Some did it because they were naïve enough to believe he could be controlled and manipulated into implementing a normal Republican agenda.
Of course, there were the minority of Republicans who did what was right and withheld their support from Trump: people like Ohio Gov. John Kasich, Nebraska Sen. Ben Sasse, and Hewlett-Packard CEO and megadonor Meg Whitman, the latter of whom called Trump “a threat to the survival of the republic.”
I want to focus on a fourth group: Republican politicians who understand exactly how dangerous Donald Trump is, but who have chosen to support him anyway for reasons of strategy, careerism, or cowardice.
Cowards and scoundrels
I am talking, for example, about Sen. Marco Rubio, who in the primary called Trump an “erratic individual” who must not be trusted with nuclear weapons — and then endorsed him for president.

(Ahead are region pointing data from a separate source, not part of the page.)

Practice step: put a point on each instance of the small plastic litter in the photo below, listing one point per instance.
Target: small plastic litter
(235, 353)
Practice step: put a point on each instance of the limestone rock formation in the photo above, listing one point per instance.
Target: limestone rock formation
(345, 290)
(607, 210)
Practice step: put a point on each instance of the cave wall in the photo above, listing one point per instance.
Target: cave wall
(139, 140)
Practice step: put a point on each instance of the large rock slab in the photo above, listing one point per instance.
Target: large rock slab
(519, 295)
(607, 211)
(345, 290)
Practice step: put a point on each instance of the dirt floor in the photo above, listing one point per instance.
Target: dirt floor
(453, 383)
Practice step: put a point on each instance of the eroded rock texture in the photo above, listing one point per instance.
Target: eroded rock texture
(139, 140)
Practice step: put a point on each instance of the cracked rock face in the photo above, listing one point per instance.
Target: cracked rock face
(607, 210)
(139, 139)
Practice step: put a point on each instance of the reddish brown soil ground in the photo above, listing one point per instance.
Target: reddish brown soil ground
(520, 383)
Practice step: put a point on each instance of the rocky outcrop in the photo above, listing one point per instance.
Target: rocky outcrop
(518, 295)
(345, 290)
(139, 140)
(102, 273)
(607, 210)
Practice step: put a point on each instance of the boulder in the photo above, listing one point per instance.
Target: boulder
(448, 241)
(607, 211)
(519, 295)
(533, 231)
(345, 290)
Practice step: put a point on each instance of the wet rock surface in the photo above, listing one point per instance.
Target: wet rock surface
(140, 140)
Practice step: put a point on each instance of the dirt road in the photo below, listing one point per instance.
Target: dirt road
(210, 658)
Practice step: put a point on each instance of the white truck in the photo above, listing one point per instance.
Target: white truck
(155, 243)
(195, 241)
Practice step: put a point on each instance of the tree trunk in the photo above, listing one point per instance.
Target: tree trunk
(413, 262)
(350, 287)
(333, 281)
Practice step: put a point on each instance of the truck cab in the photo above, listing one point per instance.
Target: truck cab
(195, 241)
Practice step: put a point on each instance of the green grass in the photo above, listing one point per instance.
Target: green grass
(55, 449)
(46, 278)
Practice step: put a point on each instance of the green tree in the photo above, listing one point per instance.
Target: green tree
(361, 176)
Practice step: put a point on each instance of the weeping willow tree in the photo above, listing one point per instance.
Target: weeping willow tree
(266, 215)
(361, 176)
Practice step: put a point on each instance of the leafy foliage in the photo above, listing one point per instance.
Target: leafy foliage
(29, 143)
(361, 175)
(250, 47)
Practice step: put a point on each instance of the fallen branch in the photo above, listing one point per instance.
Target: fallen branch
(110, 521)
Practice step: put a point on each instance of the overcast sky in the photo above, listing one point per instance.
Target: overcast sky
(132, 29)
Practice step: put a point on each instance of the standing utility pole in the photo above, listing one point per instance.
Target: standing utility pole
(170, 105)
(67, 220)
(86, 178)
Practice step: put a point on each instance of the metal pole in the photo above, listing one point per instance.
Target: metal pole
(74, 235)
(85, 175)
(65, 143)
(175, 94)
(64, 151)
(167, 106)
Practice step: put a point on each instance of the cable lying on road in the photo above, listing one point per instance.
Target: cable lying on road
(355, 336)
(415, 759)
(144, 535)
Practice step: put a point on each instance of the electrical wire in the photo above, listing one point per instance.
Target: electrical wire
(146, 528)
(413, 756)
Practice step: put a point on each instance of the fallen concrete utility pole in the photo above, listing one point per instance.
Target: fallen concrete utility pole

I am talking about Sen. Ted Cruz, who called Trump a “con artist” and “utterly amoral” — and then endorsed him for president, even though Trump never apologised for threatening to “spill the beans” on Cruz’s wife and suggesting Cruz’s father was involved in the assassination of President John F. Kennedy.

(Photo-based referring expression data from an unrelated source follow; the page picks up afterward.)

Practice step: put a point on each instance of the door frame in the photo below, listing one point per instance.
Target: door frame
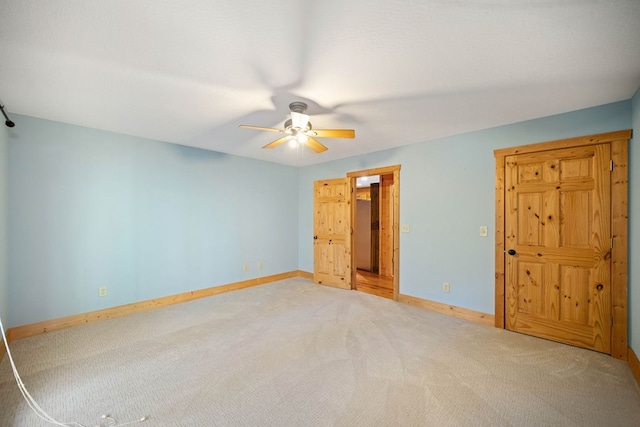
(387, 170)
(619, 142)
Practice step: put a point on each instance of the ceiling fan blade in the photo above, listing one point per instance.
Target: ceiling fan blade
(333, 133)
(261, 128)
(315, 145)
(277, 142)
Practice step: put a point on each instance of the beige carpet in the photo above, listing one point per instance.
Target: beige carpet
(292, 353)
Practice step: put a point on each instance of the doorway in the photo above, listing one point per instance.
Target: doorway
(375, 240)
(561, 241)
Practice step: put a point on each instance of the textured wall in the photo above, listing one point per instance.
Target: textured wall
(4, 274)
(146, 219)
(446, 194)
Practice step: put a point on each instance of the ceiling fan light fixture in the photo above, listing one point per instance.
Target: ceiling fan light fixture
(302, 138)
(298, 120)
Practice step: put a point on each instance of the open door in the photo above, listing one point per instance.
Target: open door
(332, 232)
(561, 241)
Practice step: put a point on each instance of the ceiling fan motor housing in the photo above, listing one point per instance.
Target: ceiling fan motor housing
(288, 124)
(298, 107)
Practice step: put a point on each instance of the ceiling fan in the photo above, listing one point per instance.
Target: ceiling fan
(298, 130)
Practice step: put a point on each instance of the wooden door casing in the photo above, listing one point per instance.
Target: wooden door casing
(613, 253)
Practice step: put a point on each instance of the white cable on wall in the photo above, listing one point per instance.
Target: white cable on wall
(41, 413)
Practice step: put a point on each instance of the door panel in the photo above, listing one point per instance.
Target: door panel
(558, 222)
(332, 233)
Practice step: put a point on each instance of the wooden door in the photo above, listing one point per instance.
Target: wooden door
(558, 244)
(332, 233)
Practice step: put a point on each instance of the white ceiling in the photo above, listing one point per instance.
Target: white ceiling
(397, 71)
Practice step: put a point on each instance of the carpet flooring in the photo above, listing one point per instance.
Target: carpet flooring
(291, 353)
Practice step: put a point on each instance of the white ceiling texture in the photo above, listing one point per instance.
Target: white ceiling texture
(397, 71)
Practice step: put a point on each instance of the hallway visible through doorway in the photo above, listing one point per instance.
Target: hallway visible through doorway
(374, 284)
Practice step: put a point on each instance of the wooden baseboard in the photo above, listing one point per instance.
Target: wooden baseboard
(20, 332)
(451, 310)
(305, 274)
(634, 364)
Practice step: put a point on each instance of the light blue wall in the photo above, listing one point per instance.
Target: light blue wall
(634, 227)
(4, 273)
(147, 219)
(446, 194)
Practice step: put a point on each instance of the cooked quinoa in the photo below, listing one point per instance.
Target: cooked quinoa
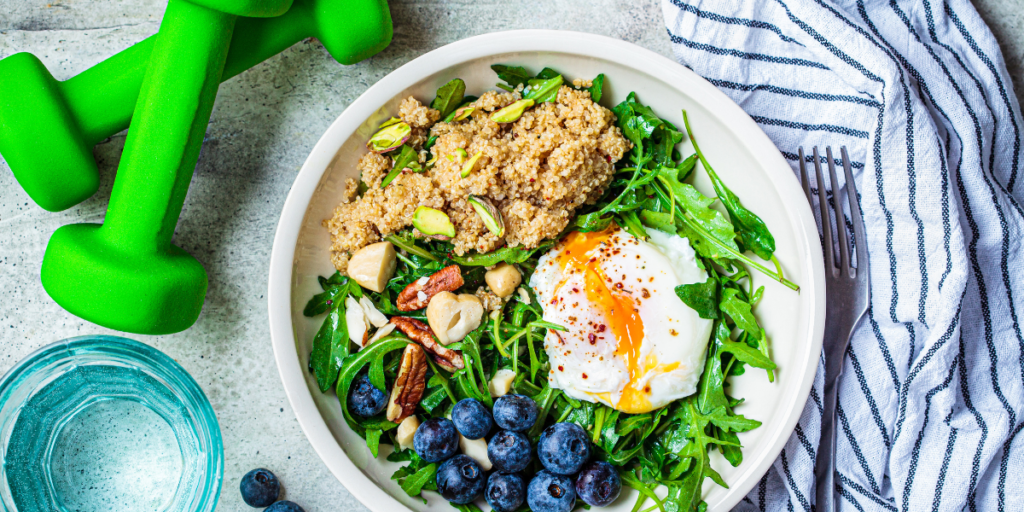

Most of all, I’m talking about House Speaker Paul Ryan, a man whose pained, blue eyes suggest he desperately wants to cry for help. He’s a man who runs around the country pathetically trying to pretend that Trump does not exist and that the key issue is his congressional caucus’ “Better Way” agenda. And he’s a man who, of his own free will, seeks to help Donald Trump become president.
These men are not fools like Ben Carson.
To borrow a phrase from Rubio, they know exactly what they are doing: They are taking an action that risks the destruction of the American republic to advance their personal interests.
They know what Meg Whitman knows about the risks Trump poses to America. Rubio himself warned specifically of the risk of Trump starting a nuclear war! But they do not care.
I can only conclude from the available evidence that they love their careers more than they love America. And they are why I quit the Republican Party this week.
Why I was a Republican
I’m not a conservative. I know a lot of you already thought my Republican affiliation was a trolling exercise, and honestly, my registration change was probably overdue.
I became a Republican as a teenager because of my upbringing in Massachusetts, a state where the GOP has produced five good governors in my lifetime, from Bill Weld (now the Libertarian Party’s vice presidential nominee) to Charlie Baker. I worked for Mitt Romney when he ran for governor, and while I did not like his presidential campaigns, I think he has a record in Massachusetts he can be proud of.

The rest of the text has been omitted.